Personal information
- Nickname: "T-Rex"
- Born: 29 November 1972 (age 53) Melbourne, Australia

Darts information
- Playing darts since: 1992
- Darts: 24g Puma Shot!
- Laterality: Left-handed
- Walk-on music: "Walk the Dinosaur" by Was (Not Was)

Organisation (see split in darts)
- PDC: 2008–2018

PDC premier events – best performances
- World Championship: Last 64: 2015

Other tournament wins
| Australian Masters | 2016 |
| Ettamogah Harrows Australian Grand Prix | 2015 |
| Harrows Australian GP | 2015 |
| Mittagong RSL Open | 2014 |
| Oceanic Masters | 2014 |
| Southern Illawarra Open | 2014 |
| Victorian Easter Open | 2011 |
| Warilla Bowls Club Open | 2014, 2015 |

= John Weber (darts player) =

Australian darts player

John Weber (born 29 November 1972) is an Australian former professional darts player.

==Career==
In 2011, Weber won his first title by claiming the Victorian Easter Open with a 7–2 victory over Jamie Browne in the final. In 2014 he began playing more in Australian Grand Prix Tour events, winning the Mittagong RSL Open 1, Southern Illawarra Open 1 and Warilla Bowls Club Open. Weber qualified for the Sydney Darts Masters and lost 6–1 to Stephen Bunting in the first round. He took the first five legs against Rob Szabo in the final of the Oceanic Masters and won 8–2. The title earned him a place in the first round of the 2015 World Championship, where he lost 3–1 against Terry Jenkins in the first round.

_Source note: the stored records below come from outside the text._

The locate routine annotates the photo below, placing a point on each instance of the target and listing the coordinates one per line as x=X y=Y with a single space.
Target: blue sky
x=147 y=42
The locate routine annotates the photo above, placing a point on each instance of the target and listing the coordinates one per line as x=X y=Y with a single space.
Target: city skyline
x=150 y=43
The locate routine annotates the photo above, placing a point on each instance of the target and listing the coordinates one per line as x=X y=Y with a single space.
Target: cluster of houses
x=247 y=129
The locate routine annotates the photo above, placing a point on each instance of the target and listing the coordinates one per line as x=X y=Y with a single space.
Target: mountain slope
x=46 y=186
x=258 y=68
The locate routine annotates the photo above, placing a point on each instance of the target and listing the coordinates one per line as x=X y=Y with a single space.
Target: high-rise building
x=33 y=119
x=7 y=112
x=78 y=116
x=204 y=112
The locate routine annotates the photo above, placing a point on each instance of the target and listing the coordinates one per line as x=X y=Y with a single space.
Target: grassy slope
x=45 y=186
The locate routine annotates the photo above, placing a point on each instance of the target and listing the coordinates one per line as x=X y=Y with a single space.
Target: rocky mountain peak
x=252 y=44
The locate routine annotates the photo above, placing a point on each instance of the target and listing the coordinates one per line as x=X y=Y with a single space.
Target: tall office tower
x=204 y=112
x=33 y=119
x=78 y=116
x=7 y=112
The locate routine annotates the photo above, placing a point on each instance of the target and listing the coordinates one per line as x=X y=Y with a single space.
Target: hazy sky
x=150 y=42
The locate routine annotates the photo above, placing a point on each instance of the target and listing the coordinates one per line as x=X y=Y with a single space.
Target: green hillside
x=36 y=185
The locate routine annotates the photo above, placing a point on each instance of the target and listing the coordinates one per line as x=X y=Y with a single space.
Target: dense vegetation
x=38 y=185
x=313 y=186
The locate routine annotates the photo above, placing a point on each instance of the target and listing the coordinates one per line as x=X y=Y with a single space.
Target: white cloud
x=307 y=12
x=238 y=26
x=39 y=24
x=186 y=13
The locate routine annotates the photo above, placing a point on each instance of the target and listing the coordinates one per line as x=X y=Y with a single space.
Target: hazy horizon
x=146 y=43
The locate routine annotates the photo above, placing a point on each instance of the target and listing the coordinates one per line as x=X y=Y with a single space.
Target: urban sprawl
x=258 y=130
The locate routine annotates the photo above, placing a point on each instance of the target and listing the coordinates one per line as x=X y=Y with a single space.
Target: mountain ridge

Weber won three times on the 2015 Australian Grand Prix Pro Tour, as well as losing in five finals to finish second on the Order of Merit. In 2016 he was defeated 6–5 in the final of the Chester Hill Open by Corey Cadby and won the Australian Masters by beating James Bailey.

Weber his playing for the World Inclusio ParaDarts since August 2026.